La ligne du funiculaire de Montmartre est à double voie, installée sur le côté droit de l’escalier Foyatier, entre cet escalier et le square Saint-Pierre. Au sommet et dans l’axe de l’entre-voie est fixée la poulie de suspension ou de roulement, dans la gorge de laquelle passe le câble reliant les deux wagons. Le long de cette ligne, tous les huit mètres, des massifs de maçonnerie maintiennent la voie, l’empêchent de glisser sur la pente de trente-huit centimètres par mètre qu’elle gravit, et ces massifs sont munis de poulies pour le câble dont elles éviteront l’usure sur le ballast.

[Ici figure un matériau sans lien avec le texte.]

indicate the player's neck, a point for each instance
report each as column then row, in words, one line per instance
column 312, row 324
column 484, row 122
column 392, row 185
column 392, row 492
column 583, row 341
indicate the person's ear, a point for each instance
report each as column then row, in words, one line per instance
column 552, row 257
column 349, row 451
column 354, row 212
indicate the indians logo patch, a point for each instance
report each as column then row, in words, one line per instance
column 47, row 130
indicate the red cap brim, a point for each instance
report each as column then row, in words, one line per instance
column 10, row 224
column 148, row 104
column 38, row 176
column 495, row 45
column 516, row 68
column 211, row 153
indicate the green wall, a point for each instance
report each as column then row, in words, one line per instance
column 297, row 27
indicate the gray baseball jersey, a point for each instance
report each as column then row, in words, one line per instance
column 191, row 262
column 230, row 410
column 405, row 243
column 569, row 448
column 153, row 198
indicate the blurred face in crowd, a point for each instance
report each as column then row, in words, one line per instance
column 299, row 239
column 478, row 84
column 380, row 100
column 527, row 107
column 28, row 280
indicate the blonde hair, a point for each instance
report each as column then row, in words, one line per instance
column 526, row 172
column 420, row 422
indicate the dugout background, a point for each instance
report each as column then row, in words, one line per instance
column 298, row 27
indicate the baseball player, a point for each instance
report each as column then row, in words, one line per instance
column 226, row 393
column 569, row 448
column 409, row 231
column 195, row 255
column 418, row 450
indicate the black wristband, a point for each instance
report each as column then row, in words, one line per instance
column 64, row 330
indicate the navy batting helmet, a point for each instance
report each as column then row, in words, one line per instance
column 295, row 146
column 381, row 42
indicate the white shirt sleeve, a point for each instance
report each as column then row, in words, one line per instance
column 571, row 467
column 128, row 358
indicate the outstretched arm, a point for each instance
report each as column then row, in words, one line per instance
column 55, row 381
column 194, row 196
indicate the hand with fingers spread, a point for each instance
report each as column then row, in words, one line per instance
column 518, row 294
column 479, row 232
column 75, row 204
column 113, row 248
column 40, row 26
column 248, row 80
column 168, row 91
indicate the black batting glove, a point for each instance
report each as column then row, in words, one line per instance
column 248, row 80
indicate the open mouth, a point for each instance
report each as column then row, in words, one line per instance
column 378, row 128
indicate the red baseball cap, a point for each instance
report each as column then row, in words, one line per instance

Il aura deux stations l’une au bas de la colline, installée sur l’emplacement de la cour actuelle de l’école des filles de la rue Foyatier l’autre en haut de l’alignement de la rue Lamarck qui, on le sait, passe devant le Sacré-Cœur, formant une sorte de terrasse au sommet de la butte Montmartre.
À la station du haut sera fixée la poulie de roulement, et aboutiront les conduites d’eau destinées à alimenter la caisse étanche du wagon supérieur, au moment de sa descente. L’eau, d’ailleurs, sera puisée par ces conduites au réservoir même de Montmartre, situé à quelques mètres de là.
Les voitures comportent chacune deux compartiments couverts et deux plates-formes : cinquante places en tout. Elles seront munies d’un frein à main et d’un frein automatique agissant en cas de rupture du câble.
La durée du trajet ne dépassera pas une minute. Il y aura environ cent quatre-vingt-douze voyages par jour dans chaque sens, les départs ayant lieu toutes les cinq minutes pendant douze heures, et toutes les sept à huit minutes pendant six heures.
Enfin, le tarif des places sera, de dix centimes pour la montée et cinq centimes pour la descente.
Dauzats.
Le Figaro — 1er janvier 1897
Le funiculaire de Montmartre, tel qu’évoqué dans cet article, fut mis en service, le 12 juillet 1900 (Note de l’éditeur)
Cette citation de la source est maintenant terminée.